京墨把团成球的纸巾精准的扔进垃圾桶,跟隔空投球一样。
“手酸不酸?”
边度甩了甩手,然后把人拍开,没好气的踹了踹他,“狗男人。”
京墨被踹了一脚,非但不恼,反而低笑出声,顺势抓住边度的脚踝,将人往自己怀里带了带:“怎么,生气了?”
边度脸颊泛红,挣扎着要抽回脚,声音却带着不易察觉的哑意:“放开……别动手动脚的。”
京墨却像是没听见,温热的指腹顺着他的小腿线条缓缓上移,语气慵懒又带着侵占性:“我有售后服务,你要不要试一试?”
“什么售后服务?”疑问中带着一丝丝的期待。
“那当然是……”京墨故意停顿了几秒,“给你放水洗澡了,要不然你以为是什么?”
边度看着京墨眼底的笑意,最终别过头,闷闷地吐出一句:“……幼稚。”
而京墨只是凑到他耳边,用只有两人能听见的声音,“嗯,只对你幼稚。”
京墨抱着他,静静的看他的侧颜,今天依旧很爱他,而且比昨天要多一点点。
边度被灼热的视线烫的有些许不好意思,“你老是看着我干嘛。”
“我在欣赏一个伟大的人。”
边度摸了摸自己的脸,“伟大的容颜?”
“不止,还有伟大的品格和胸怀。”边度所说的话深深地烙印在京墨的心中,是什么样的胸襟能让一个人说出人民至上四个字呢。
每一个字都沉甸甸的,比之千金还要贵重。
边度惊讶,“我还以为你会觉得我在说胡话,异想天开。”大部分人都是这么认为的。
京墨轻柔的拂过他的发顶,“我相信你所说的每一句话都发自内心,你的想法,值得人们为之奋斗一生。而我,会是第一个站在你身后的人。”
鲁道夫说边度是一个理想主义者,但京墨并不赞成这个说法。恰恰相反,在他心中的边度是一个现实主义者。
边度心口一震
,垂在身侧的手指微微蜷缩,他从未想过,自己随口的一句感慨,那些被旁人视作不切实际的想法,会被一个人如此郑重的接过。
其实,他也从未想过去改变些什么,不仅仅是对自己有自知之明,而且他明白在不同背景下之下,很多想法是无法共通的。

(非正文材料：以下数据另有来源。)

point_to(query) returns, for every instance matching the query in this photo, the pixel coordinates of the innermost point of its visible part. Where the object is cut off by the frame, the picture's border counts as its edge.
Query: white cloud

边度握紧京墨的手,对比起他自己,他觉得京墨明明才是一个更加伟大且高尚的人。
因为他知道自己只是说说而已,而京墨却是会用行动去践行。
在京墨轻吻边度的瞬间,他觉得自己愿意和京墨走在同一条大道上,哪怕很多东西不能完全实现,但很多东西仍然可以变得更好。
翌日一早——
岚托共和国解决问题的速度还算迅速,一大早就派了一位负责人过来道歉,为表示诚挚的歉意,还列了满满的一份赔偿清单,里面的东西即便是京墨看了也很心动。
这其中,大使馆的交涉人员可是出了很大的一份力,不然就凭借岚托共和国的抠门程度,是绝对不可能“割地赔款”的。
而且,知道他们今晚有去拍卖会的打算,所以他们还特地给他们送了一张邀请函。
通宝商行——
西泽靠在沙发上喟叹一声,“这包厢坐着就是舒服。”
“嚯,不只有水果,还可以点菜呢。”维托看到了桌子上面的菜单,正琢磨着要不要吃点啥,就听见敲门声响起。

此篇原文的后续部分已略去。